Mr Williams, who helped put together the international force for southern Lebanon, added. "It goes without saying it would be a hard task to pull it together. But I have no doubt that if we came to that juncture, we could get such an international force."

Earlier, Israeli planes struck the offices of money changers and businesses in the Gaza strip that it said had transferred funding from Iran, Syria and Lebanon for terrorist activities by Hamas and other groups.

"Millions of dollars has been transferred each month to terror organizations in the Gaza Strip, which has enabled the purchase and manufacture of weaponry and the carrying out of attacks against Israeli civilians, including Qassam [rocket] launchings," the military said.

In its roundup of senior Hamas officials, Israel arrested the education minister, Nasser Shaer, considered a pragmatist in the movement.

His wife, Huda, said soldiers knocked on the door of their home in the West Bank city of Nablus and took him away.

"I asked them, 'Why are you taking him?' The officer said, 'We have orders'," she told Reuters.

Israeli forces also seized at least three Hamas MPs, the mayor and deputy mayor of Nablus and other Hamas officials in neighboring towns and villages, Hamas officials said.

Israel last year drew international criticism when it conducted a similar operation last year against Hamas ministers and MPs in the West Bank.

Hamas, whose leaders include the Palestinian prime minister, Ismail Haniyeh, accuses Israel and the west of siding with President Mahmoud Abbas's Fatah faction.

The arrests and air strikes came after Hamas rebuffed Mr Abbas's call for a halt to rocket attacks by Gaza militants on Israeli towns.

The Islamist group and others said they would only consider a halt in rocket attacks if Israel first called off all military operations in Gaza and the West Bank.

Israel has rebuffed similar demands in the past, arguing that its West Bank operations are essential to preventing militant attacks.

Israel's attacks on Gaza come on top of fighting between Hamas Islamists and Mr Abbas's secular Fatah faction in the past week in which 50 Palestinians have died.

The fighting left their two-month-old unity government in tatters.
Israeli air strikes have killed at least 35 Palestinians over the past eight days.
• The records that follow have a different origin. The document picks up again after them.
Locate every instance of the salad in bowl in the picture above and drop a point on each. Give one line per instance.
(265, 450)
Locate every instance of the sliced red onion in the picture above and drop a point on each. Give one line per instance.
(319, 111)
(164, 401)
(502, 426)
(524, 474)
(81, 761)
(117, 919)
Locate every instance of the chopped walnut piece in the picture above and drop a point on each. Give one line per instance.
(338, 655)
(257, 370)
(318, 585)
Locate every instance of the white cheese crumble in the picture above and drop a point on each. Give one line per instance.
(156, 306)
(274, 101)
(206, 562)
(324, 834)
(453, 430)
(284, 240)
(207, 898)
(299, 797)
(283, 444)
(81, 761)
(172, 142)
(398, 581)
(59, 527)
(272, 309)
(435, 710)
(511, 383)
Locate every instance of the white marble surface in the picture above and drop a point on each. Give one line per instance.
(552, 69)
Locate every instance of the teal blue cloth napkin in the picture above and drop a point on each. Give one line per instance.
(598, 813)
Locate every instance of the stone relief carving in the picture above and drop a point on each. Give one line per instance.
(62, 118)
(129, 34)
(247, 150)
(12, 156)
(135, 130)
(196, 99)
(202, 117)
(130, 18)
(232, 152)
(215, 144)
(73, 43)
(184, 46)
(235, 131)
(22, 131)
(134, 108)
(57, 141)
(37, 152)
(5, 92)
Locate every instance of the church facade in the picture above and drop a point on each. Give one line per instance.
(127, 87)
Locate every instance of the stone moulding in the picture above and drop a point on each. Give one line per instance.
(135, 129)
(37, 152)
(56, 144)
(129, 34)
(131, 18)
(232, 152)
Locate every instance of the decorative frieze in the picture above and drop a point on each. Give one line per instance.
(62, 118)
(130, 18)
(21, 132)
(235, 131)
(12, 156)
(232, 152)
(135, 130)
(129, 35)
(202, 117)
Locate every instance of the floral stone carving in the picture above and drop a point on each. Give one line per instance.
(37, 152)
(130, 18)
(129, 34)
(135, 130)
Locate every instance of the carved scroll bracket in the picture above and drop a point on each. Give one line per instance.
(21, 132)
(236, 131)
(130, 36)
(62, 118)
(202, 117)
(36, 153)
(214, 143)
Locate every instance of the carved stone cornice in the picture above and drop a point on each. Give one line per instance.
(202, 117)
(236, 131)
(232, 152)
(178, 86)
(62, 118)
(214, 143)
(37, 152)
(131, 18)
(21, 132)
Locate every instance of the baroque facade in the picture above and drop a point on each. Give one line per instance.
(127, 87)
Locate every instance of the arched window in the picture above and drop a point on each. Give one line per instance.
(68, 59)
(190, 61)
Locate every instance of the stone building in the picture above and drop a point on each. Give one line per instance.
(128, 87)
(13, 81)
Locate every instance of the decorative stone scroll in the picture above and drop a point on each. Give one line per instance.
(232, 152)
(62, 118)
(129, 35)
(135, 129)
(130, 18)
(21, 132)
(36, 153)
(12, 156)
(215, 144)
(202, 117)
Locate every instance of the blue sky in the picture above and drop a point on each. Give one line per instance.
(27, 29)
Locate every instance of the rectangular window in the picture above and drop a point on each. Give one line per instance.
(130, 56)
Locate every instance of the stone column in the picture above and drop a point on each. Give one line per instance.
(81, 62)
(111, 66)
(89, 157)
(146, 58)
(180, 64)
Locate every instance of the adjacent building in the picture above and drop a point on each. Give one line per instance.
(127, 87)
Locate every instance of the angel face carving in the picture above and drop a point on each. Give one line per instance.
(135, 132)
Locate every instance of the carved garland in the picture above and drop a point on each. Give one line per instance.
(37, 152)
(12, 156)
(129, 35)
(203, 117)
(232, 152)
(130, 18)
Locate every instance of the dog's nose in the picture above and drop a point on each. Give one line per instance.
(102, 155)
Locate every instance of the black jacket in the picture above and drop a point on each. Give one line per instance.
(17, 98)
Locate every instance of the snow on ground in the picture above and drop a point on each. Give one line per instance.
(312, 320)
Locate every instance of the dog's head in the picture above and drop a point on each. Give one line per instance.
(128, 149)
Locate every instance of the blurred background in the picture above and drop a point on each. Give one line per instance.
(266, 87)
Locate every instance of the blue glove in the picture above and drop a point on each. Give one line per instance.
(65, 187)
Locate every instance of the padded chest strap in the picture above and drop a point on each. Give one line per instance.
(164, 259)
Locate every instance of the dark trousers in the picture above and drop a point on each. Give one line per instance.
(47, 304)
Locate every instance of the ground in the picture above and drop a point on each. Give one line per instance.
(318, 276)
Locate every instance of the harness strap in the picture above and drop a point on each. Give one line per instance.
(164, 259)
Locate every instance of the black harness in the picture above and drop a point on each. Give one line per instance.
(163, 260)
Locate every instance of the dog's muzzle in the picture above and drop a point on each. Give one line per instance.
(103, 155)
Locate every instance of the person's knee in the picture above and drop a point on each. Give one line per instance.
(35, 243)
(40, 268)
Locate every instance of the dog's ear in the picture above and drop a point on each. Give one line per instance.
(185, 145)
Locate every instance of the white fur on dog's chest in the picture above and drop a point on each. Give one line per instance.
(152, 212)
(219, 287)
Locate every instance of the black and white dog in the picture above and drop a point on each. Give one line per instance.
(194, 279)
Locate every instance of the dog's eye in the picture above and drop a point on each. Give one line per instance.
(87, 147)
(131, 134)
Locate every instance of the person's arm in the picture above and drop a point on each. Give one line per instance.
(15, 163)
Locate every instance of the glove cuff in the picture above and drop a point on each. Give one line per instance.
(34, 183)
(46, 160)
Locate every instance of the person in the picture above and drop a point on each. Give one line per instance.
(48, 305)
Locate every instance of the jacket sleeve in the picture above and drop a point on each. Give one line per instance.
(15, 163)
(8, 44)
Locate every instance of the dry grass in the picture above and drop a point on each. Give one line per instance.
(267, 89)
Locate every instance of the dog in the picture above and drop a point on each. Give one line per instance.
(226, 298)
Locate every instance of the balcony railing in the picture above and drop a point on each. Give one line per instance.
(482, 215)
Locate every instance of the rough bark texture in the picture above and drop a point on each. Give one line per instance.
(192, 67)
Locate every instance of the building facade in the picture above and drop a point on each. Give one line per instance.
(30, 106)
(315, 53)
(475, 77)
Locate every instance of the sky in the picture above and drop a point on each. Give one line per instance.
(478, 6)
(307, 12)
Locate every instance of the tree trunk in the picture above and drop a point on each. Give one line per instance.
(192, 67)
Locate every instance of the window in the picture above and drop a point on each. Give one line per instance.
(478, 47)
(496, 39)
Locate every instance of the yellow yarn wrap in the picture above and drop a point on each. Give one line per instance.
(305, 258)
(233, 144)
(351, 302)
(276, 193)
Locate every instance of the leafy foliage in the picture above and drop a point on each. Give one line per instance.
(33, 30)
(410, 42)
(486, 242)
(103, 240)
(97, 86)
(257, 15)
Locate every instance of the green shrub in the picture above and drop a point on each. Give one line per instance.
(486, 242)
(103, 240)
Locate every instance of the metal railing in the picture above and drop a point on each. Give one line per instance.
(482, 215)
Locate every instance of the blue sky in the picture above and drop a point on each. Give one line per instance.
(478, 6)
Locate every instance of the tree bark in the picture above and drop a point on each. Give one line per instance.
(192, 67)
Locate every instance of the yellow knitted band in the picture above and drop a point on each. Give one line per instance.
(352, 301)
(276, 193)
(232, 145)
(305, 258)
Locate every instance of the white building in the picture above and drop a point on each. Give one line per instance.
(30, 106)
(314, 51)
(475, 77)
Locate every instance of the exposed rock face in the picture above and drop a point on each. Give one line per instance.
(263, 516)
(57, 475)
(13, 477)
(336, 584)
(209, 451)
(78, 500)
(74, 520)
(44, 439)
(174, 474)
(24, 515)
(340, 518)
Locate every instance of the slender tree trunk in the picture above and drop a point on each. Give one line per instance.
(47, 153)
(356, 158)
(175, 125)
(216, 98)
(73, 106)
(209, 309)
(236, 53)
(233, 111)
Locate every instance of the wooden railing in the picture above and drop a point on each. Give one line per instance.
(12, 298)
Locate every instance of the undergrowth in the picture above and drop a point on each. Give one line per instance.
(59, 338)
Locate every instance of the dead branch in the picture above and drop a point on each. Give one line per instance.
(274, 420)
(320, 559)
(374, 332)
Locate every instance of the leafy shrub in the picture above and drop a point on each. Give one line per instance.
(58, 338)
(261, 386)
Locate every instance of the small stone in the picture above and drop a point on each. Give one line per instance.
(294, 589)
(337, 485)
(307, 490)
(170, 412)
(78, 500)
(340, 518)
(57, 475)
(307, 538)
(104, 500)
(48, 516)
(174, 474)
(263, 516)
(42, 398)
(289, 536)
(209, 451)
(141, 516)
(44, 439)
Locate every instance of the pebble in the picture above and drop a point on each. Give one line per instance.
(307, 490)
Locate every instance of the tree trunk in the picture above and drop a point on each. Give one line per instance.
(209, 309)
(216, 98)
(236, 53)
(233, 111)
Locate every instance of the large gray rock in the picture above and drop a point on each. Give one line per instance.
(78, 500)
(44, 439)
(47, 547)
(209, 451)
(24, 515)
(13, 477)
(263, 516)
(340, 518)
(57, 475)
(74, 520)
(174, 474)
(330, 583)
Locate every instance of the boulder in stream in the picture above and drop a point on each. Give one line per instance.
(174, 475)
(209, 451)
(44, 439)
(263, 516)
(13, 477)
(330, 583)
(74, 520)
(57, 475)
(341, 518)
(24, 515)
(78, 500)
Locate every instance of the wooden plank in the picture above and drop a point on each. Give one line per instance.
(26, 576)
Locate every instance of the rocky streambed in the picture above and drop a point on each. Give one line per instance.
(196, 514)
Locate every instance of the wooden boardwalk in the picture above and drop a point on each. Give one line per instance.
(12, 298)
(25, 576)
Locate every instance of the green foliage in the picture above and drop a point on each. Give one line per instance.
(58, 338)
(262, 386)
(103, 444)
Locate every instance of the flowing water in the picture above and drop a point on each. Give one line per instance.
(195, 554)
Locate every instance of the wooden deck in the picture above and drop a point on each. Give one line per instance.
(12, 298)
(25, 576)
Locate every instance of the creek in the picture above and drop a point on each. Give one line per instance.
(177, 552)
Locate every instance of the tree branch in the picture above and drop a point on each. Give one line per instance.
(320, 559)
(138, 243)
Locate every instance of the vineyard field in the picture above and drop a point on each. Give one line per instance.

Israel says some 200 rockets have been launched into its territory over the same period, killing one woman, injuring dozens and causing significant damage to property.

The Quartet of Middle East peace mediators is scheduled to meet in Berlin on May 30 amid the upsurge of violence not just in Gaza, but also in Lebanon.

"We are greatly concerned about the latest violence and escalation in the Gaza Strip and in parts of Lebanon," a German foreign ministry spokesman said yesterday.

The meeting of Quartet members - the EU, Russia, the UN and the US - will follow a gathering of G8 foreign ministers on the same day in Potsdam.